Hoy decoramos pensando en cómo usamos la casa, cómo cambia con el tiempo y cómo queremos sentirnos en ella. Menos rigidez, más libertad. Menos normas, más soluciones prácticas con intención estética.
Espacios que evolucionan contigo
La casa de 2026 no es estática. Cambia según las etapas vitales, el teletrabajo, la familia o incluso el estado de ánimo. Por eso triunfan las soluciones deco que permiten actualizar sin rehacerlo todo.
Papeles pintados autoadhesivos, murales o arcos decorativos permiten transformar una habitación sin compromisos a largo plazo. Hoy puedes crear un dormitorio sereno; mañana, darle más carácter. Todo sin pintar, sin taladrar y sin convertir la casa en una obra interminable.

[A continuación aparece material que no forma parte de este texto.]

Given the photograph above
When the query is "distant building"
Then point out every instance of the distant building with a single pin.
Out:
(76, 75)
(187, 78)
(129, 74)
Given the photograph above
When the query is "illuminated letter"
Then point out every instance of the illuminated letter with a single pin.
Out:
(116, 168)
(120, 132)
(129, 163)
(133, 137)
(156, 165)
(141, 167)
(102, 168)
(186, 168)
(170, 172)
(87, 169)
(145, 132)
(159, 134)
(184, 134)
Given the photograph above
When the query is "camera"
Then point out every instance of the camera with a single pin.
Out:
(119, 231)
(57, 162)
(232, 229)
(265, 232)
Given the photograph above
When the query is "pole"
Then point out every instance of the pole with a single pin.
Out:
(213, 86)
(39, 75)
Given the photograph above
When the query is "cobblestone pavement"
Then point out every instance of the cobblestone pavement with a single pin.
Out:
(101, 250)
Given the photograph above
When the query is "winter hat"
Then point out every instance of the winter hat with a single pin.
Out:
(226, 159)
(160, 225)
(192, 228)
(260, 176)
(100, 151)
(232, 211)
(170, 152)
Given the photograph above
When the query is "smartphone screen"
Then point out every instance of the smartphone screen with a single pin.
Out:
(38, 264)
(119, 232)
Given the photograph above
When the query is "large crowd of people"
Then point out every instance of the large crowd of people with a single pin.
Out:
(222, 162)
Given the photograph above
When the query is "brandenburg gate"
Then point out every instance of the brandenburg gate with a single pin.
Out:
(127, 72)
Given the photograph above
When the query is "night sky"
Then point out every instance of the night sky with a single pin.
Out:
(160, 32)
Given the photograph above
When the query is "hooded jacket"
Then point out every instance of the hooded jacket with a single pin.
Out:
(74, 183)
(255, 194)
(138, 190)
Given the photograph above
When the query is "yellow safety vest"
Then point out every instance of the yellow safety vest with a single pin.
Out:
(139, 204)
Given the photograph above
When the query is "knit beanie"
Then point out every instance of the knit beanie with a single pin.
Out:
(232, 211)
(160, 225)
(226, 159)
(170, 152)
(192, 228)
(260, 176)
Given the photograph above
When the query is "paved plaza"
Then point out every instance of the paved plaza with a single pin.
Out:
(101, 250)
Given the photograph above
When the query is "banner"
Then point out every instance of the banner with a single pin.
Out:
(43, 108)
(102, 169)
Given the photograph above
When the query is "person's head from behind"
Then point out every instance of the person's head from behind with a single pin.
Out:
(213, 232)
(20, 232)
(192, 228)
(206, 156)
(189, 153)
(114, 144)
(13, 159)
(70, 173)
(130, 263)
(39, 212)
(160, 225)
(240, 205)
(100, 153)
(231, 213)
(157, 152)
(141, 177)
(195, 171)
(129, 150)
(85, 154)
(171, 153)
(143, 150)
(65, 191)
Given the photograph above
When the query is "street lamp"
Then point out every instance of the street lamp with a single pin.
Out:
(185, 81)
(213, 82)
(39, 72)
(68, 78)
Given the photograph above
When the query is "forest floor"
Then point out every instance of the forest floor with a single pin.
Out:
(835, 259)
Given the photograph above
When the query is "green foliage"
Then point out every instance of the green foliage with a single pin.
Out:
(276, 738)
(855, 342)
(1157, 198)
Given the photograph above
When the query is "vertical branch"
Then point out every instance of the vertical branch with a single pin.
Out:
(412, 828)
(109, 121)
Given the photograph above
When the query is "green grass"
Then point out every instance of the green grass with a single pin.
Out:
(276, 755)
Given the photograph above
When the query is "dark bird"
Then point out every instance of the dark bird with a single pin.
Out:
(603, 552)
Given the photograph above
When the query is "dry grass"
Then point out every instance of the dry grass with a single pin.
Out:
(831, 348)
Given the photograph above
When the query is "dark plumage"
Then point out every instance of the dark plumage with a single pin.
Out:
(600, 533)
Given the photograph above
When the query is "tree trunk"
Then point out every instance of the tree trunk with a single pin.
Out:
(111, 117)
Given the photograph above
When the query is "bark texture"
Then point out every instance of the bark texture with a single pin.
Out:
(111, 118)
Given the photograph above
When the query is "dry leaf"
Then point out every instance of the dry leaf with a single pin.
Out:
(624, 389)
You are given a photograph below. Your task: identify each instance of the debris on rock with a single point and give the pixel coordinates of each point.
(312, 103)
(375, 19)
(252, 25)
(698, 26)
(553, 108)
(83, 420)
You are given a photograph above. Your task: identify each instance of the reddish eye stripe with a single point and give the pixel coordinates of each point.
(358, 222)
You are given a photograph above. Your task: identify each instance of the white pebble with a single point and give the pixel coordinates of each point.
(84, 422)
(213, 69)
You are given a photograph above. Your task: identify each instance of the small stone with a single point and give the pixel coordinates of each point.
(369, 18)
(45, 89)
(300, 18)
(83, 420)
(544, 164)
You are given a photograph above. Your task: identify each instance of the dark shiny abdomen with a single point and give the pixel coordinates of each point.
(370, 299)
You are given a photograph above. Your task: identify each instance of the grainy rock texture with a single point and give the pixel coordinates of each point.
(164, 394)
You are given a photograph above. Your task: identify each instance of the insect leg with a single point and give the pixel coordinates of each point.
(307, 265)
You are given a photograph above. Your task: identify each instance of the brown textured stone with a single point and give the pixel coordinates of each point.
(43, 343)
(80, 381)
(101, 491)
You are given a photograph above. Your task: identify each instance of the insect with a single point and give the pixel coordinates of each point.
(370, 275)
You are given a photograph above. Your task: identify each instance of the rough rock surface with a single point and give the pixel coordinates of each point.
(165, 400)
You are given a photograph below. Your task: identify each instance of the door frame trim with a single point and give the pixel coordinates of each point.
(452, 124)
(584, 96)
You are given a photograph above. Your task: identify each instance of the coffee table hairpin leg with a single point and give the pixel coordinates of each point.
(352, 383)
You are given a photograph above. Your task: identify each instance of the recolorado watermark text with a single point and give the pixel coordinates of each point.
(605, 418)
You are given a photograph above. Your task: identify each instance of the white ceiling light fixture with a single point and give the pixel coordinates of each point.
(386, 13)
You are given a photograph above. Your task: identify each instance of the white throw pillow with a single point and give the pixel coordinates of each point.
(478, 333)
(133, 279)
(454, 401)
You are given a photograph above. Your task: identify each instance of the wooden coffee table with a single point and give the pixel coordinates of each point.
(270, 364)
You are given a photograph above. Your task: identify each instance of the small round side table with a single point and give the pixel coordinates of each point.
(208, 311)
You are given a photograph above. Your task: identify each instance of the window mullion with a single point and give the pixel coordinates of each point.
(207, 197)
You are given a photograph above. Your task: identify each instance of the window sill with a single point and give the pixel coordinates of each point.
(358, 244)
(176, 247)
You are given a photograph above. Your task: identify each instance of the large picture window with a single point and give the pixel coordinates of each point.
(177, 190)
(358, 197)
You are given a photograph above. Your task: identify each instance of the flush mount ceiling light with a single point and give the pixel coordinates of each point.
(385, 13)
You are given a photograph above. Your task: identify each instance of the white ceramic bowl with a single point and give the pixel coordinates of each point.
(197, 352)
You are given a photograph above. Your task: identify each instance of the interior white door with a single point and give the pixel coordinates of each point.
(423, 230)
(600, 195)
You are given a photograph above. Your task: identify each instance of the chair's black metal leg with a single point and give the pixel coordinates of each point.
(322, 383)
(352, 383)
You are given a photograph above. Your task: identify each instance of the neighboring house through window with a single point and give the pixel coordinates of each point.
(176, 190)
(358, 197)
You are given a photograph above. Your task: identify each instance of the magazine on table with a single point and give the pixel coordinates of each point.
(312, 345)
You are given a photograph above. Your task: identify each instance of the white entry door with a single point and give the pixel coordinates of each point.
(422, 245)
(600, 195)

Menos objetos, más intención
Otra clave de esta tendencia es reducir el ruido visual. En lugar de llenar los espacios de muebles y accesorios, se apuesta por paredes y suelos que aportan diseño por sí mismos.
Un suelo con un tono cálido y continuo, una pared con textura suave o un mural bien elegido pueden definir toda la atmósfera de una estancia. Aquí, los suelos vinílicos juegan un papel importante: permiten renovar suelos antiguos, aportar calma visual y mejorar la sensación del espacio sin obras ni grandes inversiones.

Casas pensadas para usarse (no para sufrirlas)
La decoración de 2026 entiende que la belleza también está en la comodidad. Materiales fáciles de limpiar, resistentes al uso diario y compatibles con una vida activa, se convierten en protagonistas.
Alfombras vinílicas en zonas de paso, suelos impermeables en cocinas y baños o antisalpicaduras que protegen y decoran al mismo tiempo responden a una forma de vivir más relajada, donde la casa acompaña en lugar de exigir cuidados constantes.

Decorar con libertad es decorar mejor
Quizá lo más interesante de esta tendencia es que devuelve el control al usuario. Decorar ya no es una decisión definitiva, sino un proceso flexible. Probar, cambiar, adaptar.
Los productos de MOTIF encajan en esta forma de entender el hogar: soluciones decorativas pensadas para facilitar el cambio, respetar el ritmo de cada casa y aportar diseño sin complicaciones.
Porque en 2026, una casa bien decorada no es la que sigue todas las normas, sino la que se adapta a quien la vive. Y eso, más que una tendencia, es una nueva manera de entender el hogar.